7. The method of Claim 6, wherein, if for a second particular periodicity the value produced using one or more excluded values exceeds the value produced using an average of the transformed values excluding selected values of the second particular periodicity, the signal frame configuration is determined to be a second one of the plurality of known possible signal frame configurations.

8. The method of Claim 7, wherein, if the signal frame configuration is determined not to be either a first or a second one of the plurality of known possible signal frame configurations, it is determined to likely be a third one of the plurality of known possible signal frame configurations.

9. The method of Claim 1, wherein performing spectral analysis comprises calculating a discrete fourier transform of the sequence of average power values.

10. An apparatus for detecting a signal frame configuration of a broadcast signal, comprising: means for measuring signal power; means for calculating a short term average of signal power within each of a plurality of selected portions of the signal to produce a sequence of average power values; means for performing spectral analysis of the average power values to produce a sequence of transformed values; and means for, using the transformed values, determining that the signal frame configuration is or is not one of a plurality of known possible signal frame configurations.

11. The apparatus of Claim 10, wherein the means for determining determines that the signal frame configuration is one of a plurality of known possible signal frame configurations.

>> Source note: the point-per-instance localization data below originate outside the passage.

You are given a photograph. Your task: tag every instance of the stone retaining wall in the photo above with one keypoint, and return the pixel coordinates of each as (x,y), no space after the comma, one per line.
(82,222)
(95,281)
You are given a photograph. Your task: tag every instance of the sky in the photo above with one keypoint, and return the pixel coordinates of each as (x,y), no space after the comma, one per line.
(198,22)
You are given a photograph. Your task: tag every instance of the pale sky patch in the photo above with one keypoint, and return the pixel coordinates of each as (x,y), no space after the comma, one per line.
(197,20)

12. The apparatus of Claim 10, wherein the means for determining that the signal frame configuration is or is not one of a plurality of known possible signal frame configurations examines periodicity properties of the sequence of transformed values.

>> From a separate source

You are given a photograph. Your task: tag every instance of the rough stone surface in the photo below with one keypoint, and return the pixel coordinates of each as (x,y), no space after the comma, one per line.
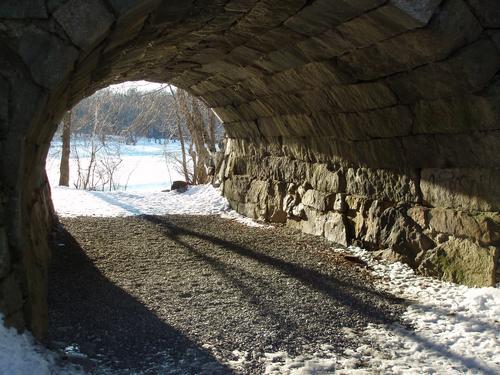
(86,22)
(350,102)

13. The apparatus of Claim 12, wherein examining periodicity properties comprises calculating an average of the transformed values excluding selected values of a particular periodicity.

14. The apparatus of Claim 13, wherein examining periodicity properties comprises comparing a value produced using an average of the transformed values excluding selected values of a particular periodicity to a value produced using one or more excluded values.

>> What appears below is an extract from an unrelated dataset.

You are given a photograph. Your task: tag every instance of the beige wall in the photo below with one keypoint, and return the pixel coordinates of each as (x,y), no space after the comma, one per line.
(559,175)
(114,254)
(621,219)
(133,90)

15. The apparatus of Claim 14, wherein, if for a first particular periodicity the value produced using one or more excluded values exceeds the value produced using an average of the transformed values excluding selected values of the first particular periodicity, the signal frame configuration is determined to be a first one of the plurality of known possible signal frame configurations.

16. The apparatus of Claim 15, wherein, if for a second particular periodicity the value produced using one or more excluded values exceeds the value produced using an average of the transformed values excluding selected values of the second particular periodicity, the signal frame configuration is determined to be a second one of the plurality of known possible signal frame configurations.

17. The apparatus of Claim 16, wherein, if the signal frame configuration is determined not to be either a first or a second one of the plurality of known possible signal frame confϊgurations, it is deteπnined to likely be a third one of the plurality of known possible signal frame configurations.

18. The apparatus of Claim 9, wherein the means for performing spectral analysis calculates a discrete fourier transform of the sequence of average power values.